In San Francisco, a chemist named William Rodman (James Franco) is searching for a cure for his father’s Alzheimer’s by testing a drug called ALZ-112 on chimpanzees at the biotech company Gen-Sys. A chimp named Bright Eyes shows greatly increased intelligence but goes on a violent rampage and is shot to death. The project is terminated and the chimps euthanized. But Will’s assistant Robert Franklin (Tyler Labine) knows that Bright Eyes had recently given birth to an infant they call Caesar (Andy Serkis), who has inherited his mother’s intelligence, and William decides to raise him.

Five years later, Caesar learns of his origins from William. William’s father Charles (John Lithgow) has been improving but is now resistant to ALZ-112. Caesar injures a hot-headed neighbor named Douglas Hunziker (David Hewlett) while defending the old man. He is taken away to an animal shelter. Caesar is tormented by the Alpha Chimp Rocket (Terry Notary) and the sadistic head of the guards Dodge Landon (Tom Felton) but is befriended by a circus orangutan named Maurice (Karin Konoval), who also knows sign language. Backed up by a gorilla named Buck (Richard Ridings), Caesar challenges Rocket. William offers his father a stronger ALZ-113, but he refuses and dies.

William tests it on a Bonobo named Koba (Christopher Gordon) and some test humans are killed by it. Caesar steals the drug and increases the intelligence of other apes. Tom Felton (of the Harry Potter movies) gets a satisfying comeuppance. Caesar is now able to speak. The apes escape and free other apes. They battle their way across the Golden Gate Bridge, trying to escape to the Redwood Forest. William steals a police car and warns Caesar that the humans will hunt him down. The apes disappear into the forest. The pandemic started by ALZ-113 begins to spread through the human population with deadly results.

The film, first of a widely admired trilogy, was directed by Rupert Wyatt, produced and written by Rick Jaffa and Amanda Silver, based on the same novel by Pierre Boulle that inspired Planet of the Apes in 1968. It was a commercial and critical success, nominated for an Oscar and five Saturn Awards, of which it won two. Most of the praise and awards were for Andy Serkis in his performance capture for Caesar. Lots of actors can play royalty, a superhero, a criminal, or something else they’re not, but few can play a non-human so perfectly that we forget they’re human at all. The two most brilliant, to my mind, are Doug Jones and Andy Serkis. It was performance capture that allowed the production to create apes so much more realistic than the usual people in costumes. Before this, motion capture could only be performed in studio, but this film took it on location. The first half of the movie is deeply emotional, the second half powerful and exciting.

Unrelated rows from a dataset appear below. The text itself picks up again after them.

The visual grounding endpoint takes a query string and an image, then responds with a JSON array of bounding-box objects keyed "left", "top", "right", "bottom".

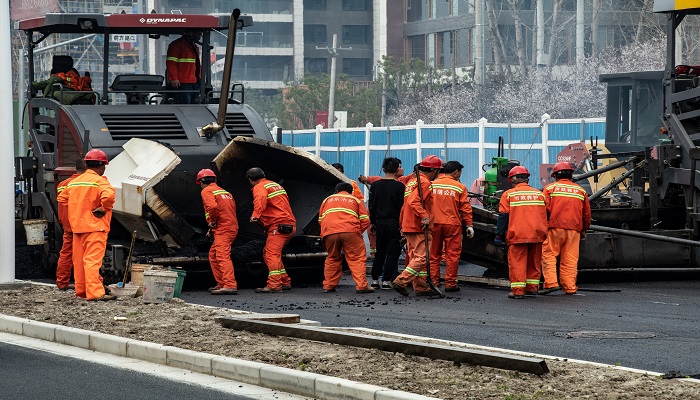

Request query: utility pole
[{"left": 316, "top": 33, "right": 352, "bottom": 128}]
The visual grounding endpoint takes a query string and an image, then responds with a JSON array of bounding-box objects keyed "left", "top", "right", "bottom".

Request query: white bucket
[
  {"left": 143, "top": 271, "right": 178, "bottom": 303},
  {"left": 22, "top": 219, "right": 49, "bottom": 246}
]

The driving music was by Patrick Doyle, containing an African American chorus, abundant percussion, and the low notes of an orchestra. Caesar’s speech was a mixture of Any Serkis’s voice and the sound of real chimps. Charlton Heston appeared in three of the original Apes movies, in Tim Burton’s remake, and here as Michelangelo in The Agony and the Ecstasy on a TV in the background. Caesar’s mother Bright Eyes is named after Doctor Zira’s name for Taylor in the original movie. Rick Jaffa and Amanda Silver, husband and wife, had the help of their children in writing the script. When the apes are escaping by climbing a cage similar to the one in the original movie, they take the form of the DNA molecule. At one point, Caesar is building a model of the Statue of Liberty.